In effect, by using a transformer that is rated relatively close to the motor rating, you are adding an impedance
in series with the motor. During DOL start, this impedance is going to have quite an influence on the start current and as a result will reduce the start torque of the motor. If the reduction tis too much, there will be insufficient torque to start the fan.

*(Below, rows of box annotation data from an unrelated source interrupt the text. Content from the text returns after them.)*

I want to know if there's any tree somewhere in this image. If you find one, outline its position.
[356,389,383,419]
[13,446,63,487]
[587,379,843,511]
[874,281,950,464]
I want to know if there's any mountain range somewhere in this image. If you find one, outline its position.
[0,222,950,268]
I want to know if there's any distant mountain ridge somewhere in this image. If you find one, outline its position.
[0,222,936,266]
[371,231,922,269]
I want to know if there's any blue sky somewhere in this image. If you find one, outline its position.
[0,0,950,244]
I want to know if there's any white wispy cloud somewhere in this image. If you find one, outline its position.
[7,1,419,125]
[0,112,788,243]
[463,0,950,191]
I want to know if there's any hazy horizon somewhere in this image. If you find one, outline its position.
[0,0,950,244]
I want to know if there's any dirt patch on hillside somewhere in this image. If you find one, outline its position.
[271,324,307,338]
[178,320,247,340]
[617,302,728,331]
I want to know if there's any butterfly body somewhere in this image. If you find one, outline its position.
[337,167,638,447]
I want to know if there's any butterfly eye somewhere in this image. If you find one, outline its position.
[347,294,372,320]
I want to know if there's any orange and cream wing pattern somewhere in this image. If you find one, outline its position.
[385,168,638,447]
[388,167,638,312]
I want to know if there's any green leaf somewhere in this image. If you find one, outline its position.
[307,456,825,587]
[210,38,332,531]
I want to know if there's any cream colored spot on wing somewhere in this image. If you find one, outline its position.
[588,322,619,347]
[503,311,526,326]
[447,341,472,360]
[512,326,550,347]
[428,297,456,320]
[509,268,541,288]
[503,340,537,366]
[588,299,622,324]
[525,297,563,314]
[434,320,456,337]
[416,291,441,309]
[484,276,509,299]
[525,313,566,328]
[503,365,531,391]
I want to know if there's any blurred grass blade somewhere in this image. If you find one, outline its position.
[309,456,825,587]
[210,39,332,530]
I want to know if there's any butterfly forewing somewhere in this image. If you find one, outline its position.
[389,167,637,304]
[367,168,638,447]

If we assume that i) the LRC of the motor is 600%, and ii) the impedance of the transformer is 4.7%, and iii) there is no significant drop on the 11000 side, then at start, the effective impedance of the motor is 16% of its run impedance.
At run, the motor will have a KVA loading in the order of 700KVA, so the effective impedance of the transformer at that loading will be in the order of 3.3% and the impedance of the motor will be 96.7%
At start, the impedance of the motor will fall to around 16%, so the effective impedance of the motor becomes around 16.1%
The voltage drop in the transformer will be in the order of 3.3/(16.1+3.3) = 17%
I would expect that at a voltage drop of 17% (83% voltage applied to the motor, 69% full voltage torque) the torque would probably be high enough to get the fan to full speed provided that the motor has a reasonable amount of start torque and the fan is well damped during start.

If you have the speed torque and speed current curves of the motor, and the speed torque curve of the motor, it is relatively easy to determine whether the fan will start. Without the curves, there is a lot of guess work and the answer can become meaningless.

Fans typically can take quite some time to start and you may have protection issues with the transforme due to the high overload during start.

Best regards,

Hi Mark or anyone else,

I'm rehashing an old post here but could you please explain this derivation from your last post?

"At start, the impedance of the motor will fall to around 16%, so the effective impedance of the motor becomes around 16.1%"

Should it read:

"At start, the impedance of the motor will fall to around 16.6667% (1/600%), so the effective impedance of the motor becomes around 16.1% (16.66667*96.7%)"

I think this is just a matter of rounding but I've been trying to figure this out for a while and the above seems to make sense.

The lead on questions are then:
1) how do you account for a loaded transformer, i.e., what happens here if the TX was 50% loaded. I guess the motor starting % change is the same but the total voltage drop from nominal needs to be considered too.
2) if the cable has significant length how does this get incorporated to find the v drop at the motor terminals. I suspect we need to normalise to some base somehow.....

Thanks.